We do not disagree that the defendants’ actions benefited the public. But as the Court explained in Mugler, when the state acts to preserve the “safety of the public,” the state “is not, and, consistent with the existence and safety of organized society, cannot be, burdened with the condition that the state must compensate [affected property owners] for pecuniary losses they may sustain” in the process. Thus, “[a]s unfair as it may seem,” the Takings Clause simply “does not entitle all aggrieved owners to recompense.”
Accordingly, we reject the Lechs’ first broad challenge to the district court’s ruling and hold that when the state acts pursuant to its police power, rather than the power of eminent domain, its actions do not constitute a taking for purposes of the Takings Clause. And we further hold that this distinction remains dispositive in cases that, like this one, involve the direct physical appropriation or invasion of private property.
The appeals court says destroying a house is just an unfortunate byproduct of law enforcement. While it does acknowledge this narrow reading of the Takings Clause won’t encourage officers to be more careful with other people’s property when apprehending suspects, it says this won’t prevent officers from being held individually responsible for “willfully or wantonly” destroying property. But if this the bar the Tenth Circuit is setting, it will be almost impossible for plaintiffs to meet it without evidence officers were more destructive than they needed to be to effect an arrest.

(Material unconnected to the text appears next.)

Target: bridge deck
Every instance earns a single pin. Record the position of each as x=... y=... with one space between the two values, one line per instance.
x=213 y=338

The law provides few protections for homeowners whose property comes between criminals and the officers pursuing them. While this is the end of the line for Lech’s Fifth Amendment claims, he may still win enough from his surviving claims (negligence, intentional infliction of emotional distress, property deprivation under state law) to recover from his government-inflicted loss. Then again, it’s going to be hard to prove officers did anything to Lech directly. If property destruction is just an unfortunate side effect of capturing criminal suspects, the lower court will likely side with the destroyers.